Twenty-two male patients with American Society of Anesthesiology physical status I or II who were scheduled for perineal surgery were studied during recovery from spinal anesthesia to compare the predictive accuracy of clinical markers of ambulatory readiness (e.g., full knee flexion and extension) with that of an objective method of measurement focused on functional balance. Lumbar puncture was performed at the L2-L3 or L3-L4 interspace using a 25-gauge Whitacre needle, with patients in the sitting position. A 3-ml mixture of 5 mg bupivacaine (heavy) and 10 microg fentanyl was injected. Block regression and restoration of motor function were assessed and recorded. Functional balance was measured using a computerized force platform method.

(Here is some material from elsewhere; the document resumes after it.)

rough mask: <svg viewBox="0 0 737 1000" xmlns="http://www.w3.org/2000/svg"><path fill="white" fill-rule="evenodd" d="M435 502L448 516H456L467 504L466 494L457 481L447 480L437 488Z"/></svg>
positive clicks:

The majority of patients maintained motor function and proprioception sensation at the onset of surgical anesthesia, as indicated by performance on clinical tests of function: 96% were able to perform the straight leg increase; 82, 77, and 91%, respectively, were able to perform full knee flexion and extension, perform heel-to-shin maneuvers, and identify joint position in the supine position. Postoperatively, clinical return of motor function occurred much earlier than recovery of functional balance. At 60 min after onset of spinal anesthesia, 22 patients (100%) had recovered sensory and gross motor function, but only 36% could stand, and 8% could walk without assistance (P < 0.01). At 150-180 min after onset, 96-100% of patients achieved the levels of functional balance that permitted adequate ambulation.


The results suggest that the recovery time to unassisted ambulation is longer than has been assumed, and that the standard clinical markers of gross motor function are poor predictors of functional balance following ambulatory surgery.